Basically what we said was, "You've got no help responsibility You stay out there." We want him to have no standing 3s, and I think for the most part, they did a great job with it. Not for the most part. They did a great job. He was capable of running it all.
I saw an interesting note in the Kentucky pregame notes. Amazingly, Patrick Sparks has not scored 20 points in his career in Rupp Arena. All of his big -- not all of them, but virtually all of his big games have come on the road, and fortunately he didn't have blue uniforms on today.
They had white uniforms on today. I was worried. When I saw that, I said, Lord, they're away from Rupp Arena, and he's liable to go off today. So we got to make sure we really go after him.
That's not to say we haven't had great games at Rupp. He's been there two years, and many times as he's had great games at different places, not to have scored 20 points in Rupp Arena is an amazing stat.

THE MODERATOR: Question down in the front.

Q. Dave, can you describe the feeling in a conference tournament where the difference between coming in the way you guys were at Wake Forest some years where you knew were you going to the NCAA no matter what happened and what you faced this year where you basically know you have to win the tournament to get in?
COACH DAVE ODOM: Well, you know -- you know, whenever you prepare for a tournament like this, you do it in a way that's right for you, and I made a conscious decision before the tournament began that I would not say to our team the only way to the NCAA Tournament is through that conference championship.
Basically what we've done is created a championship environment in our locker room three straight days. We played three championship games already. Tomorrow we'll have a chance to play our fourth.
I told our team just a minute ago, little kids not only in the State of South Carolina but around the country, as five years old -- at five years old, ten years old, 12, 18, what have you, dreaming about playing on Sunday afternoon in a conference tournament in college basketball. They dream about that.
For our kids to have a chance to do that, really, really makes me very proud.
Now, playing on Sunday afternoon in a college tournament and winning that conference tournament two different things: Our team knows they're playing a championship game tomorrow, the championship game. I'm going to push them to win this. I'm going to push them as hard as I can, regardless of who we play. But I'm not going to try to put more on them than they're capable of handling.

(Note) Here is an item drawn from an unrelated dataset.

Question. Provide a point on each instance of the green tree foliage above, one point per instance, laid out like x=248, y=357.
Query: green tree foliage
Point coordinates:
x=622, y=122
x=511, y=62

THE MODERATOR: Did you have one, John?

Q. Dave, Balkman's play today especially throughout the tournament played with so much energy. Are you concerned that he might have trouble, might be a little fatigued tomorrow, or if he would still have plenty left?
COACH DAVE ODOM: Who asked that? Okay. I'll tell you again what I told my team before the game. Kentucky is the deepest team in our league. They play 11 guys every single game. Could you tell that Tubby was going to try to wear us down. Eight minutes into the game, he's got five new players in there.
I told our team before the game, basically Tre' Kelley has played 37 minutes two straight games going into today. That's 74 minutes. As hard as I try, I never practice less than an hour and a half. That's 90 minutes in a day. If Tre' Kelley is doing what he's supposed to be doing everyday in practice, he practices harder than he actually plays in the game.
So for him to play half as much as he practices shouldn't fatigue him. And Lord knows Renaldo Balkman knows how take a play off every now and then. So I know he's not fatigued. I don't want to hear anything about four days and he's fatigued and all of that.
Let's get his uniform on, let's get him strapped up, and we'll wind that top up and let him go. He's not going to be tired. I promise you that. Basketball won't make him tired. Keep him focused on that.

THE MODERATOR: Let's take a question over here.

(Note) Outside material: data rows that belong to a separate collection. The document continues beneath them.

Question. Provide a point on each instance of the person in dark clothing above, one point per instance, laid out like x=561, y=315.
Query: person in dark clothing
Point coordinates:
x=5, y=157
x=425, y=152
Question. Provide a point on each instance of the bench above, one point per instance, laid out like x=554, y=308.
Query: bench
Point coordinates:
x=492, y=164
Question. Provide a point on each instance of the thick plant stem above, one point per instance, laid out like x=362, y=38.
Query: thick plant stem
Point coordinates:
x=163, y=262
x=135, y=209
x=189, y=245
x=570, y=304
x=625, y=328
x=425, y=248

Q. Coach, you've one won three games here. Psychologically is there any difference in your team if you come down to a close game tomorrow, you've beaten Kentucky, down the stretch. Is your team -- can you describe the momentum the team might be having now?
COACH DAVE ODOM: Probably can't. But I can tell you that, you know, when you face different situations and you get through them successfully, that builds a layer of confidence that you can't build talking to them in the locker room.
I can tell them I believe in them all day long. I can write them love letters, pat them on the back, whatever, but the beauty of sport is that you bear your sole and your abilities in front of everybody and there's nowhere to hide, particularly in college basketball. We have no helmets on. Everybody knows what we look like and that's it.
So if you do it and do it well, there's a layer of confidence there that's hard to chip away, but you got to do it. You got to go through it. And when the hard times come as we had some this year, I mean, you got to play through those and talk to those and get back on the court and hope that another situation comes like that. But only in doing do you build that level of confidence which gives you what you call momentum. I don't know that that's -- I've always felt that was somewhat overdone but maybe not. I don't know.
I think really what you're saying is that -- momentum to me is like quick energy. It's like eating a candy bar with a lot of sugar. It's good while it lasts, but it goes through you quick and get back to the basics of building and passing and catching and screening and blocking out and rebounding, getting loose balls and things that win championships.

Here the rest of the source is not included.